Valent cengengesan saja. Hal yang membuat darah Kezia makin naik seolah ke ubun-ubun. Baru saja berjanji tidak akan membuat masalah, Valent sudah membuat ulah lagi.

"Kau ini kenapa sih? Apa sulit memegang kata-katamu?" dumelnya.

"Karena kau menggemaskan. Aku jadi tidak tahan untuk tidak mengganggumu," sahut Valent. Wajah Kezia makin cemberut. Ia merasa kesal dan segera masuk ke kamar.

***

"Jadi kalian hanya berdua saja di rumah itu?" tanya Astrid dengan nada tidak percaya. Kezia mengangguk.

"Aku juga tidak tahan dengan ini, tapi ...."

Kata-kata Kezia terhenti saat melihat mata Astrid yang berbinar-binar.

"Apa lagi yang kaupikirkan? Sudah kukatakan ini bukan drama.
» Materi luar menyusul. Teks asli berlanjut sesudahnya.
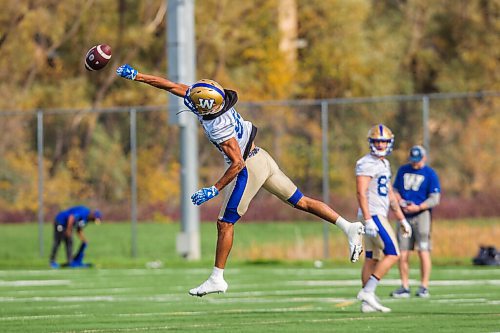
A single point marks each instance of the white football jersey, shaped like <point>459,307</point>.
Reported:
<point>379,169</point>
<point>228,125</point>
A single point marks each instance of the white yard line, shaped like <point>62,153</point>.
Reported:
<point>34,283</point>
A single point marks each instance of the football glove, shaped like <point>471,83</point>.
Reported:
<point>127,71</point>
<point>204,194</point>
<point>405,228</point>
<point>371,228</point>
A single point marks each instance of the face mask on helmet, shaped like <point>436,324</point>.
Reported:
<point>207,97</point>
<point>380,133</point>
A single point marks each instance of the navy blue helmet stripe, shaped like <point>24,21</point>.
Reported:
<point>206,85</point>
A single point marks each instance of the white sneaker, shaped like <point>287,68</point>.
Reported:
<point>209,287</point>
<point>371,299</point>
<point>365,307</point>
<point>354,236</point>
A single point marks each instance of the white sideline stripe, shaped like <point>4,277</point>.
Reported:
<point>34,283</point>
<point>43,317</point>
<point>226,325</point>
<point>391,282</point>
<point>97,298</point>
<point>230,311</point>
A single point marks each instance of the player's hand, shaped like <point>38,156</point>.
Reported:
<point>405,228</point>
<point>371,228</point>
<point>127,71</point>
<point>204,194</point>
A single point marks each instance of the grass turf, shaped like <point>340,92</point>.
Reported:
<point>270,298</point>
<point>265,295</point>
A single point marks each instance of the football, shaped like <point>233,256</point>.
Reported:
<point>97,57</point>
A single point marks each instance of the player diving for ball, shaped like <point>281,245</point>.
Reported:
<point>249,168</point>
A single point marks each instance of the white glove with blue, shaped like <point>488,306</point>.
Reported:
<point>127,71</point>
<point>371,229</point>
<point>405,228</point>
<point>204,194</point>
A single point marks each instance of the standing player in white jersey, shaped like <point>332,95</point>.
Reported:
<point>375,196</point>
<point>250,168</point>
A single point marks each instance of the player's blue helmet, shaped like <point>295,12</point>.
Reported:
<point>380,133</point>
<point>417,153</point>
<point>205,97</point>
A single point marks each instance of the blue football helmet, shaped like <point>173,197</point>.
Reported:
<point>205,97</point>
<point>380,133</point>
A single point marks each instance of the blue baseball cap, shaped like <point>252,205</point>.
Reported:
<point>417,153</point>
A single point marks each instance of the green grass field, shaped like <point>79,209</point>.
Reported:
<point>121,295</point>
<point>261,298</point>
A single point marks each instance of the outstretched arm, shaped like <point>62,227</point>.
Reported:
<point>128,72</point>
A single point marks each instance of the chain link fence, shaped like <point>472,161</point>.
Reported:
<point>125,160</point>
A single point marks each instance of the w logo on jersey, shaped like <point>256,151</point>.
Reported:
<point>413,181</point>
<point>206,104</point>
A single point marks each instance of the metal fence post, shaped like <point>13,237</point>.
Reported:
<point>39,118</point>
<point>425,125</point>
<point>326,172</point>
<point>133,178</point>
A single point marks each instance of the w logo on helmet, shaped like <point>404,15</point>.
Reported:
<point>206,104</point>
<point>207,96</point>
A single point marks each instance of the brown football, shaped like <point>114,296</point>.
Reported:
<point>97,57</point>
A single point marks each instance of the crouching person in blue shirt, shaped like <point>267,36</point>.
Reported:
<point>65,222</point>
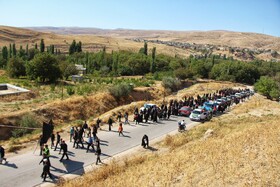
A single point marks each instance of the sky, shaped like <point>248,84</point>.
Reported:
<point>260,16</point>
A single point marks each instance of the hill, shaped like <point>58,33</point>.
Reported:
<point>239,45</point>
<point>242,151</point>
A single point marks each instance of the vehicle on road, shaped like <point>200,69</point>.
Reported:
<point>147,106</point>
<point>185,111</point>
<point>200,114</point>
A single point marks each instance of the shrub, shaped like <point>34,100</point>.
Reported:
<point>16,67</point>
<point>70,90</point>
<point>121,90</point>
<point>27,120</point>
<point>85,89</point>
<point>171,83</point>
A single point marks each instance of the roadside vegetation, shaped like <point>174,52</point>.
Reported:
<point>243,150</point>
<point>47,72</point>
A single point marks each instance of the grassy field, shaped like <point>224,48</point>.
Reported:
<point>243,151</point>
<point>118,40</point>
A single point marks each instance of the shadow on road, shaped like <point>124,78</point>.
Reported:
<point>73,165</point>
<point>11,165</point>
<point>152,148</point>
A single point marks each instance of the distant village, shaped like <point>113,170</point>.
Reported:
<point>207,49</point>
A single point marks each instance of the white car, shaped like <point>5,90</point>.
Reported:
<point>199,115</point>
<point>147,106</point>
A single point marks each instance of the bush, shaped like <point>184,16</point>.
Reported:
<point>171,83</point>
<point>70,90</point>
<point>27,120</point>
<point>83,90</point>
<point>267,87</point>
<point>16,67</point>
<point>121,90</point>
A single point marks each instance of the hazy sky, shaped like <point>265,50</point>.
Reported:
<point>261,16</point>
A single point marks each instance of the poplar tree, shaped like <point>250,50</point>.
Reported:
<point>42,46</point>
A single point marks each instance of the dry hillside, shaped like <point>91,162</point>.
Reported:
<point>219,37</point>
<point>121,39</point>
<point>91,42</point>
<point>243,151</point>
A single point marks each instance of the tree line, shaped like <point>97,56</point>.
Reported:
<point>51,65</point>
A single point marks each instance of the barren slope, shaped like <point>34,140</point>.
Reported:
<point>243,151</point>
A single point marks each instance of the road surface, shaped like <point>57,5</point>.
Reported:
<point>24,170</point>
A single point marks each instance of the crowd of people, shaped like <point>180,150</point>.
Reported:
<point>85,136</point>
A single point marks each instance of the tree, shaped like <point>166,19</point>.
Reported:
<point>14,50</point>
<point>5,53</point>
<point>145,48</point>
<point>72,48</point>
<point>52,49</point>
<point>152,68</point>
<point>10,51</point>
<point>21,52</point>
<point>26,49</point>
<point>70,70</point>
<point>16,67</point>
<point>115,62</point>
<point>78,47</point>
<point>42,46</point>
<point>44,67</point>
<point>266,86</point>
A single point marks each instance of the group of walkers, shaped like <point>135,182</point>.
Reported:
<point>85,136</point>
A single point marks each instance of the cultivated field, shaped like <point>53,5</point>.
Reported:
<point>243,151</point>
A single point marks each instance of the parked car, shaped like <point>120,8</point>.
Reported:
<point>200,115</point>
<point>210,106</point>
<point>147,106</point>
<point>185,111</point>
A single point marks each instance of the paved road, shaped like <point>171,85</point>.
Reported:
<point>24,170</point>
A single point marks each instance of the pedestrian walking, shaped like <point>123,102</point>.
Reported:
<point>46,153</point>
<point>110,123</point>
<point>75,137</point>
<point>57,140</point>
<point>119,116</point>
<point>85,128</point>
<point>41,143</point>
<point>126,118</point>
<point>52,140</point>
<point>2,154</point>
<point>145,141</point>
<point>64,148</point>
<point>98,153</point>
<point>90,143</point>
<point>71,133</point>
<point>46,170</point>
<point>120,129</point>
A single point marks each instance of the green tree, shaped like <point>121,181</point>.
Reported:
<point>78,47</point>
<point>16,67</point>
<point>145,48</point>
<point>152,68</point>
<point>52,49</point>
<point>72,47</point>
<point>266,86</point>
<point>10,51</point>
<point>26,49</point>
<point>115,62</point>
<point>42,46</point>
<point>70,70</point>
<point>44,67</point>
<point>14,50</point>
<point>5,53</point>
<point>21,52</point>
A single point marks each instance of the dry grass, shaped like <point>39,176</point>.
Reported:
<point>116,40</point>
<point>244,151</point>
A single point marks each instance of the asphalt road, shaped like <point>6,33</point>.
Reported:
<point>24,170</point>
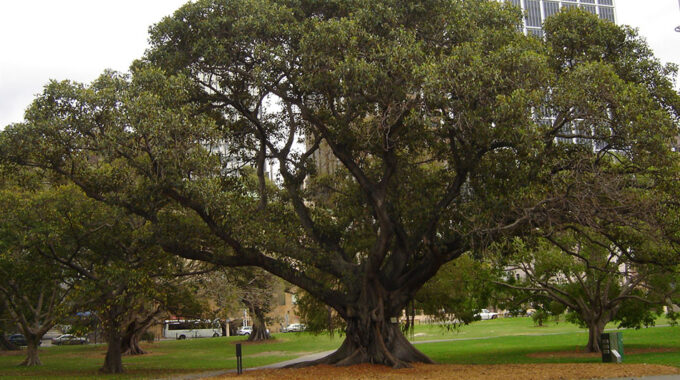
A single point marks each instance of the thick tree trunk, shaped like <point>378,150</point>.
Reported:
<point>130,341</point>
<point>373,335</point>
<point>259,326</point>
<point>32,358</point>
<point>595,328</point>
<point>114,361</point>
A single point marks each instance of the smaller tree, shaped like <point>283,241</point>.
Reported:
<point>33,292</point>
<point>593,277</point>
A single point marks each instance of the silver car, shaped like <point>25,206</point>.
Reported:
<point>68,339</point>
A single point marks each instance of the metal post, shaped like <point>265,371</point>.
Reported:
<point>239,359</point>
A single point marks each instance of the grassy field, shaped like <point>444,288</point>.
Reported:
<point>509,340</point>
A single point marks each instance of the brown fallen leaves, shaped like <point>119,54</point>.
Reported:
<point>451,371</point>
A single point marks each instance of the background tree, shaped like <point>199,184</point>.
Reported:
<point>430,108</point>
<point>594,278</point>
<point>121,275</point>
<point>35,292</point>
<point>458,292</point>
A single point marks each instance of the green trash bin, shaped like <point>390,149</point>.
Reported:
<point>611,345</point>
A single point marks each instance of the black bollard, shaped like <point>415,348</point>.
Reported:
<point>239,359</point>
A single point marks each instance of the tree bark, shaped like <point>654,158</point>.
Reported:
<point>595,328</point>
<point>6,345</point>
<point>32,358</point>
<point>114,361</point>
<point>259,326</point>
<point>373,335</point>
<point>130,341</point>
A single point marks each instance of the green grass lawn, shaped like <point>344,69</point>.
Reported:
<point>486,342</point>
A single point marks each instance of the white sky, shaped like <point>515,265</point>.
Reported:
<point>77,39</point>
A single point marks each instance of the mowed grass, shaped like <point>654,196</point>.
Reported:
<point>509,340</point>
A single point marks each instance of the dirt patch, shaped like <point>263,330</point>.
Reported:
<point>581,354</point>
<point>454,371</point>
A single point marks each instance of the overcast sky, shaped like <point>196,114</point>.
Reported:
<point>77,39</point>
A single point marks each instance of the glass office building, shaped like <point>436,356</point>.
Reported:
<point>536,11</point>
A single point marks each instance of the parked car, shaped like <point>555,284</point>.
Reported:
<point>244,330</point>
<point>68,339</point>
<point>486,314</point>
<point>295,327</point>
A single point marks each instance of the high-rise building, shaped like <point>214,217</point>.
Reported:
<point>536,11</point>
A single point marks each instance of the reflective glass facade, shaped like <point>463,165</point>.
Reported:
<point>536,11</point>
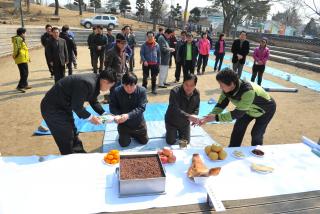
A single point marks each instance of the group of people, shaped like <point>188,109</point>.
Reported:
<point>60,51</point>
<point>127,100</point>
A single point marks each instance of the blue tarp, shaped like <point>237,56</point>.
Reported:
<point>308,83</point>
<point>154,112</point>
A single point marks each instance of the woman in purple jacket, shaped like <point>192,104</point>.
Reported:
<point>260,56</point>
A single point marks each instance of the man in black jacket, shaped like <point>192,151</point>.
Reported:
<point>178,60</point>
<point>188,55</point>
<point>99,42</point>
<point>69,95</point>
<point>57,52</point>
<point>240,49</point>
<point>44,40</point>
<point>183,108</point>
<point>71,45</point>
<point>90,43</point>
<point>127,103</point>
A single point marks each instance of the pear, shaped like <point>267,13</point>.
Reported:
<point>216,148</point>
<point>213,156</point>
<point>223,155</point>
<point>207,149</point>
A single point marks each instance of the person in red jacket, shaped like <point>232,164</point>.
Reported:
<point>204,51</point>
<point>260,56</point>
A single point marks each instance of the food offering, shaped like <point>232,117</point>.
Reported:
<point>112,157</point>
<point>199,169</point>
<point>261,168</point>
<point>107,118</point>
<point>141,174</point>
<point>215,152</point>
<point>238,154</point>
<point>167,156</point>
<point>258,153</point>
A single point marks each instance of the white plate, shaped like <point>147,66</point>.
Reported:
<point>258,156</point>
<point>233,155</point>
<point>215,160</point>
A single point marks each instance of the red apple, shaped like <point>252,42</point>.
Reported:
<point>164,159</point>
<point>172,159</point>
<point>167,151</point>
<point>160,152</point>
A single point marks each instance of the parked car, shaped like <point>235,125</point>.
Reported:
<point>103,20</point>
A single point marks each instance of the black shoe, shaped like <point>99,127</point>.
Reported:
<point>78,146</point>
<point>21,90</point>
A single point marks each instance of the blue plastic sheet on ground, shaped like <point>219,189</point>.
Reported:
<point>247,76</point>
<point>154,112</point>
<point>305,82</point>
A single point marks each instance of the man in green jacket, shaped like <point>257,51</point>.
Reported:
<point>252,102</point>
<point>21,57</point>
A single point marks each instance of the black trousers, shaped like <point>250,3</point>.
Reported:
<point>188,67</point>
<point>91,57</point>
<point>131,60</point>
<point>257,69</point>
<point>61,125</point>
<point>24,72</point>
<point>202,60</point>
<point>174,132</point>
<point>219,59</point>
<point>58,72</point>
<point>98,55</point>
<point>178,71</point>
<point>50,67</point>
<point>172,54</point>
<point>154,70</point>
<point>138,133</point>
<point>69,66</point>
<point>257,131</point>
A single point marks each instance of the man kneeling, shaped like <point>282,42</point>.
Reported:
<point>183,108</point>
<point>128,102</point>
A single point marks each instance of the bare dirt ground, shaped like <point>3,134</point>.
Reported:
<point>297,113</point>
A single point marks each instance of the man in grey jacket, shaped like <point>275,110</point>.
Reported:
<point>183,108</point>
<point>165,57</point>
<point>178,60</point>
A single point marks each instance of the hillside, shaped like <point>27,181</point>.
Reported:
<point>40,15</point>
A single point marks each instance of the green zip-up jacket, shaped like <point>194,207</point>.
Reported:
<point>249,98</point>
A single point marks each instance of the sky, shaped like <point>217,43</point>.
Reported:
<point>276,7</point>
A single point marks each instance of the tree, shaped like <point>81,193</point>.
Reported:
<point>175,12</point>
<point>312,6</point>
<point>56,5</point>
<point>95,3</point>
<point>112,5</point>
<point>140,6</point>
<point>155,14</point>
<point>124,7</point>
<point>235,11</point>
<point>195,14</point>
<point>289,17</point>
<point>185,13</point>
<point>311,28</point>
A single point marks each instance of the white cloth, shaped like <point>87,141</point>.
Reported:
<point>82,183</point>
<point>163,74</point>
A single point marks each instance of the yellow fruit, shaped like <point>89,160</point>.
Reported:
<point>213,156</point>
<point>207,149</point>
<point>216,148</point>
<point>222,155</point>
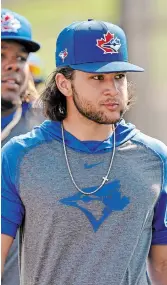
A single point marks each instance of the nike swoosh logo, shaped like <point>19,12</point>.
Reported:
<point>88,166</point>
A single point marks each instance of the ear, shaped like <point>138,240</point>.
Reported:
<point>63,84</point>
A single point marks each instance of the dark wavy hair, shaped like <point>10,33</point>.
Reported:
<point>54,102</point>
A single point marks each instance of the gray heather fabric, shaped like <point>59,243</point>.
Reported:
<point>67,240</point>
<point>11,270</point>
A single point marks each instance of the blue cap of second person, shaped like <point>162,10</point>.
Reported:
<point>16,27</point>
<point>95,47</point>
Yang terjadi malah kami akan menghancurkan rumah kalau hanya tinggal berdua."

Astrid terkekeh pelan sambil menggaruk kepala. Ia tidak sempat menanggapi perkataan Kezia karena James datang menemui mereka.

"Zia, apa benar kau dan Valent hanya tinggal berdua?" tanya pemuda itu langsung.

"Seperti itulah, tapi itu hanya beberapa hari saja."

"Sebaiknya kau tinggal saja dengan Astrid. Tidak baik kalau kau tinggal hanya berdua saja dengan Valent."

"Itu benar juga." Kezia menoleh pada Astrid.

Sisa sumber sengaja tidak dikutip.